Judge Stephen F. Williams of the U.S. Court of Appeals for the District of Columbia Circuit applied the classical-liberal ideas of economist and philosopher Friedrich A. von Hayek to interest groups and a society’s market structure when he delivered the fifth annual Friedrich A. von Hayek Lecture, “Transitions Into—and Out of—Liberal Democracy,” on November 18.

Laying out his argument, Williams asserted that a society can become a liberal democracy including private property and rule of law “only if producer groups can organize and exert enough influence to prevent government predation,” but that, paradoxically, groups with sufficient strength to do so would also be powerful enough “to mobilize government for predation against others. The resultant rent-seeking society may hollow out liberal democracy to a barely recognizable shell.”

Contrasting limited-access, “patrimonial” regimes with open-access exchange societies, Williams explored the conditions necessary for a society’s transition from the former to the latter state. While the existence of groups who can “constrain government predation” is essential to this change, he said, the groups’ potential use of their power to “mobilize predation against others” could bring the open-access society into a more patrimonial form again.

Williams focused on rent-seeking, an economic term describing efforts to obtain gains greater than what one has contributed to a society through manipulation of the economic environment: “Thus, we should hope for broadly encompassing interest groups. We should prefer the Chamber of Commerce to the ethanol alliance, the AFL-CIO to the UAW.... But, you might say, isn’t the current public loathing of lobbyists evidence of revulsion against rent-seeking?”

The problem, he said, is that the public’s distrust of special-interest players fails to distinguish between “ones engaged in purely defensive activity...and those engaged in rent-seeking aggression.” And the difficulty of making that distinction, he continued, meant that a judicial doctrine to address rent-seeking would likely be untenable: “I find it hard to imagine standards for distinguishing rent-seeking from permissible legislation that would be clear enough to yield much uniformity of decision.... In the end, changes in legal doctrine seem to me unlikely to be more than trivially effective.

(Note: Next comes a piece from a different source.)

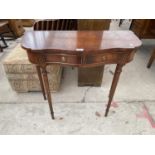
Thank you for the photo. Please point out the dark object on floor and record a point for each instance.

Either the public will develop a nose to sniff out rent-seeking, or it will not.”

Developing that sense, Williams suggested, would entail changes in the media’s coverage of policy arguments and a stronger economics component in the high-school curriculum. “We should not see rent-seeking as a mere wart on the body politic,” he said. “It is a fundamental and perhaps fatal disease.”

The Hayek Lecture was introduced and organized by Visiting Professor Richard Epstein, who credited Williams with "finding a body of law which is incoherent and then finding a way, through smart interpretation and subtle criticism, to domesticate it to the point where it becomes tolerable as opposed to simply abominable." The lecture series is sponsored by the Journal of Law & Liberty.